Friday, October 19, 2018

Pro se inmate wins appeal against Riker's Island

This inmate brought a Section 1983 claim against Rikers Island over unconstitutional conditions and treatment. The trial court threw out the case. The Court of Appeals brings it back.

The case is Valdiviezo v. Boyer, a summary order issued on October 18. Plaintiff was a pre-trial detainee, so he had not yet been convicted. That means his claim is analyzed under the Fourteenth Amendment and not the Eighth Amendment, which gives the jailers greater leeway in handling and treating inmates. A recent leading case on the Fourth/Eighth Amendment distinction is Darnell v. Pineiro, 849 F.3d 17 (2d Cir. 2017) (which I helped to brief). Plaintiff brings various claims, some of which may proceed to discovery on this motion to dismiss.

First, Plaintiff says the bathroom conditions at Rikers were so disgusting as to violate constitutional standards, and that the City did not correct this for 18 months despite inmate grievances. That response may be "so patently inadequate to the task" that it "may amount to deliberate indifference" under the Constitution. Here is what Plaintiff alleges (taken from the district court ruling):

Valdiviezo alleges that the "showers were used as urinals and smelled of urine" because the prison refused to add a restroom to the housing unit. He also alleges that shower tiles were cracked and missing (therefore increasing the risk that an inmate would cut himself and get an infection), that the walls, ceiling, pipes, and paint in the showers were corroded, that "water worms were found in the showers on multiple occasions," and that there were no shower pads or mats.

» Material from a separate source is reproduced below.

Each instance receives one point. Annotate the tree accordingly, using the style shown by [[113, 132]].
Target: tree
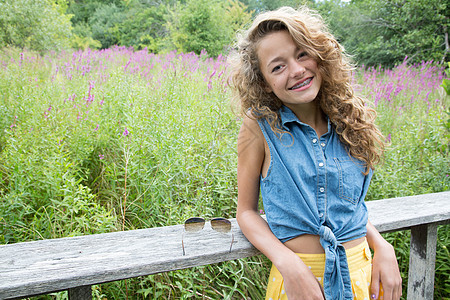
[[143, 26], [206, 25], [386, 31], [40, 25]]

Valdiviezo alleges that several complaints and grievances were filed regarding these conditions and that "on [a] few occasions" state officials inspected the showers, but that nothing happened as a result. According to Valdiviezo, these unsanitary conditions persisted for at least eighteen months.

Valdiviezo also alleges that he was exposed to human waste. According to Valdiviezo,
on both December 31, 2014 and January 19, 2015, his cell block flooded with "sewage," "human waste," "feces," and "polluted water." He further alleges that prison officials refused to move him or allow him to clean his cell. As a result, Valdiviezo was forced to "live in [these] squalor and unsanitary conditions" for an unspecified period of time. As with the shower conditions, Valdiviezo alleges that several grievances were filed to no avail.
OK, so that was disgusting. The facts in Darnell were similar. The Court of Appeals (Katzmann, Lohier and Stanceu [Court of Int'l Trade]) says these allegations state a claim. On remand, Plaintiff has to prove that "the City's response was 'patently inadequate to the task." 

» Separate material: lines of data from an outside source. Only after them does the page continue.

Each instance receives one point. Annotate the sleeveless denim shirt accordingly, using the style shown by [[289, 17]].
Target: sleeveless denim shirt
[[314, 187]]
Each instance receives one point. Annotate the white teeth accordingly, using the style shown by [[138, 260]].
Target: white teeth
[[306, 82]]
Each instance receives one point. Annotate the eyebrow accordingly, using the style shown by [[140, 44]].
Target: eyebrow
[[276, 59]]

Plaintiff also claims he had a medical emergency in the shower, and that jail officials told detainees to carry Plaintiff out of the shower, causing him to be dropped twice. Yes, detainees had to carry Plaintiff out of the shower. The district court said Plaintiff did not plead a claim under the Eighth Amendment. But the Second Circuit says this is really a Fourteenth Amendment claim because Plaintiff was still only a detainee. Under the Darnell standard, we got ourselves a ballgame. The Court of Appeals says:

The medical staff’s decision to permit detainees, who were likely untrained, to carry a man complaining of a neck and back injury could constitute inadequate care, as it could have resulted in more serious injury. And Valdiviezo alleged that his injuries were exacerbated as a result of the two drops; after the first fall, he was in more pain, and he lost consciousness after the second fall. . . . after Valdiviezo was dropped once, causing him to cry out in pain, the medical staff was aware that there was a risk that Valdiviezo would be dropped again. Accordingly, Valdiviezo sufficiently alleged that the two
members of the medical staff acted recklessly when they ordered the detainees to pick him up again.